Publish Date: September 4, 2013      Author: Nina R

English SlangIf you really want to talk like a native English speaker, then slang words will come into play for sure! While we don’t use these words during an interview or any kind of professional setting, we most certainly use them all the time during our everyday talk. Here’s a few of the most common American slang words that you will surely hear when speaking to any American. Here are two mini conversation with tons of slang thrown in. Do you know any of them already? Have you used some of them before? Take a look…


  • Hey, have you studied for the exam?
  • No, not yet, I need to crash (go to sleep because of your exhausted), my head hurts.
  • No way! We need to cram (study frantically for a test) for it, it’s tomorrow at 8am! You can’t blow it off (avoid something/someone).
  • What’s the point in studying?
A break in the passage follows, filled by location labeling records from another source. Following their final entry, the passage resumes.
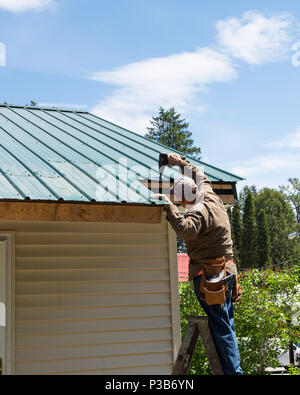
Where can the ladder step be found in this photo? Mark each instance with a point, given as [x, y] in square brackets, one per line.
[197, 326]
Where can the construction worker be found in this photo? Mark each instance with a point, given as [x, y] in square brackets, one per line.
[205, 228]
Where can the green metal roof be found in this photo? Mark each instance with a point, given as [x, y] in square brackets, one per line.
[52, 154]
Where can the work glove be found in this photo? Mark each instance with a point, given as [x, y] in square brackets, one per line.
[175, 160]
[164, 198]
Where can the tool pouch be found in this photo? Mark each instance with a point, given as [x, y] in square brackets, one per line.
[236, 291]
[212, 289]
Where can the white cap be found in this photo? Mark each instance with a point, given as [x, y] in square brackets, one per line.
[184, 187]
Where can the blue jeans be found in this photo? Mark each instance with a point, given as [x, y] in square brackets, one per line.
[221, 322]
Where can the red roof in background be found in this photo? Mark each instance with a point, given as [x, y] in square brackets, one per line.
[183, 268]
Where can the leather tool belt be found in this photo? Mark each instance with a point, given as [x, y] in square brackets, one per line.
[214, 283]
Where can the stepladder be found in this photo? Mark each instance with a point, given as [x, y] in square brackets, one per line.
[197, 327]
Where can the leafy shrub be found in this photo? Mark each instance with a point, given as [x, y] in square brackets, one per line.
[263, 319]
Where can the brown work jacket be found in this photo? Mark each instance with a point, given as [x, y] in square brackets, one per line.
[205, 228]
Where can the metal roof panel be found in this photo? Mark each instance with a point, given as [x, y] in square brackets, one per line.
[48, 154]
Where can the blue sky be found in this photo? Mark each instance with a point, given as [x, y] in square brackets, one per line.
[232, 69]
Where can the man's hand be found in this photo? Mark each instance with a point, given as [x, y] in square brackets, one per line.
[175, 160]
[159, 196]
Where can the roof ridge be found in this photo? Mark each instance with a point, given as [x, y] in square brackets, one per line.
[42, 108]
[168, 148]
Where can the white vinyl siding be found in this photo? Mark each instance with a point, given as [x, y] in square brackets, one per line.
[92, 298]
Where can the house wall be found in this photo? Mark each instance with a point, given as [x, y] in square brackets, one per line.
[94, 298]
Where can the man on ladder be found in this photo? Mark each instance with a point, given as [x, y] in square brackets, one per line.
[205, 228]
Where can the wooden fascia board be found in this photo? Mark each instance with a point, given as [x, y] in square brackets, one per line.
[78, 212]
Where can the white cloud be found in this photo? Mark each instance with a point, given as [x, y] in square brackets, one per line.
[266, 164]
[25, 5]
[174, 80]
[291, 140]
[256, 39]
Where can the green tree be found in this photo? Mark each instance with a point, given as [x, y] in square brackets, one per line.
[281, 222]
[169, 129]
[236, 230]
[292, 193]
[263, 240]
[265, 320]
[247, 253]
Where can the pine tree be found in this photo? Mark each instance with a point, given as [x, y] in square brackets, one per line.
[248, 254]
[236, 232]
[169, 129]
[263, 240]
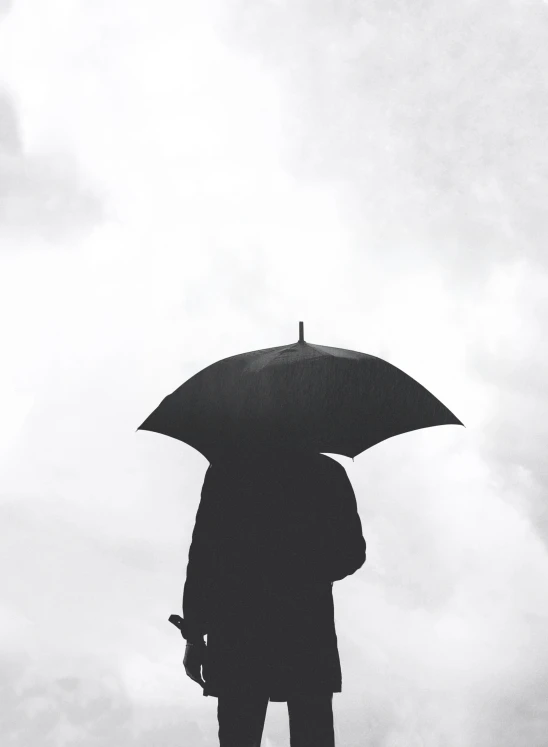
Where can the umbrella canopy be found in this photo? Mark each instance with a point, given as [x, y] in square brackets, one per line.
[297, 396]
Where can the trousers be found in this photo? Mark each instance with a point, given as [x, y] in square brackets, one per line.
[242, 718]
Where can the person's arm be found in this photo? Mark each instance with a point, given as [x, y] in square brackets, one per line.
[329, 545]
[200, 568]
[346, 544]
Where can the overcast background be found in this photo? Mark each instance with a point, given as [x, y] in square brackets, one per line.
[184, 181]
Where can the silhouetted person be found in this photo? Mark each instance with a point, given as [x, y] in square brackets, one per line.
[273, 532]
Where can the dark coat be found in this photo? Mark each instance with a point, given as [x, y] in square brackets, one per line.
[272, 534]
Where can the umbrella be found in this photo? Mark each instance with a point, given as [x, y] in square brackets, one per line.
[297, 396]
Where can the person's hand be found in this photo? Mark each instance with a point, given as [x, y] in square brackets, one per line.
[194, 660]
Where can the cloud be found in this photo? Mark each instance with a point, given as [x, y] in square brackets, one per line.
[429, 118]
[42, 195]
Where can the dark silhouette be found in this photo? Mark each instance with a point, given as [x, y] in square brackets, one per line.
[274, 530]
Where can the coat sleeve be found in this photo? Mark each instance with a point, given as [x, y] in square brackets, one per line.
[200, 575]
[345, 545]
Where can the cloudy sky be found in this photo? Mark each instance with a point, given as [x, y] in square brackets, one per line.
[184, 181]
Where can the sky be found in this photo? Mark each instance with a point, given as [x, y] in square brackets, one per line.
[181, 182]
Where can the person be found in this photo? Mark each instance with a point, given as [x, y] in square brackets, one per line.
[274, 530]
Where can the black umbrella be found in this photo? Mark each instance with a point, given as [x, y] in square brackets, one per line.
[300, 395]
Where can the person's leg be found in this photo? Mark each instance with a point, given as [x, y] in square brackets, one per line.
[241, 719]
[311, 721]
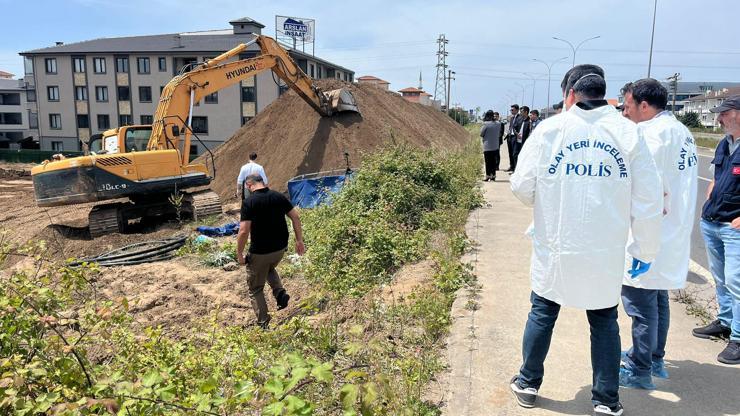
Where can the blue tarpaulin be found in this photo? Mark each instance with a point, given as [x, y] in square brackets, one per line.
[311, 190]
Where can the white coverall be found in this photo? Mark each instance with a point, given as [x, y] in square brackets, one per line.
[674, 152]
[591, 178]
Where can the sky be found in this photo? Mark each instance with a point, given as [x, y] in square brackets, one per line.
[492, 44]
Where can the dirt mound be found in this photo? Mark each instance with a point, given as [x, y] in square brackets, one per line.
[291, 138]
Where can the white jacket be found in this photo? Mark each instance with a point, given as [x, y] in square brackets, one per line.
[674, 151]
[591, 178]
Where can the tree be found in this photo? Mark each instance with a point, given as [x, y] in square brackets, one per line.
[690, 119]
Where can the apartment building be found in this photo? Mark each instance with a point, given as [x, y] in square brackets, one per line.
[87, 87]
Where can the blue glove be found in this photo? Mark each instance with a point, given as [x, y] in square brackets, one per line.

I’m going to bomb (be unsuccessful) it anyway.
  • Don’t cop out (not face the issue) now, the semester is almost done.
  • Can’t I just sit next to you and copy?
  • Not a chance, I’m not getting busted (get caught by authority of doing something wrong) because you’re lazy.
  • I’m burned out (exhausted), I just don’t care anymore.
  • So, you’re just going to give up (to quit)? Just like that?
  • Yea, just cut it out (stop it), I don’t care about the test. I’m dead (tired). Goodnight.


  • Hey, what’s up (what are you doing/what’s taking place)? How was your date last night?
  • What date? He totally stood me up (to be left waiting for someone doesn’t arrive)!
  • Oh wow, tough luck (sorry that happened to you). What a jerk (obnoxious person/someone who can’t do things correctly).
  • I know, I’m fed up (disgust or tired with) with guys right now. Let’s go do something.
  • Want to go hang out (waste time/ go to a regular meeting spot) at the mall?
  • Yea sure, I think I need a drink too.
  • Alright, but don’t get totally loaded (have too much to drink). You have work tomorrow.
  • Oh, loosen up (relax)! I’ll go bananas (get excited, loose control) if I want to.
  • Alright, whatever, here is your drink. The bartender felt bad for you so he said it’s on the house (free, no cost).
  • Awesome (very cool, good, appealing)! This day is turning out alright after all. I think I have a crush (infatuated, to really like someone) on the bartender.


Try some of these slang words out with your teacher and see if you can sound just like an American! At least get some practice in so when you visit the US you’re not confused when someone says any of these super common English slang words.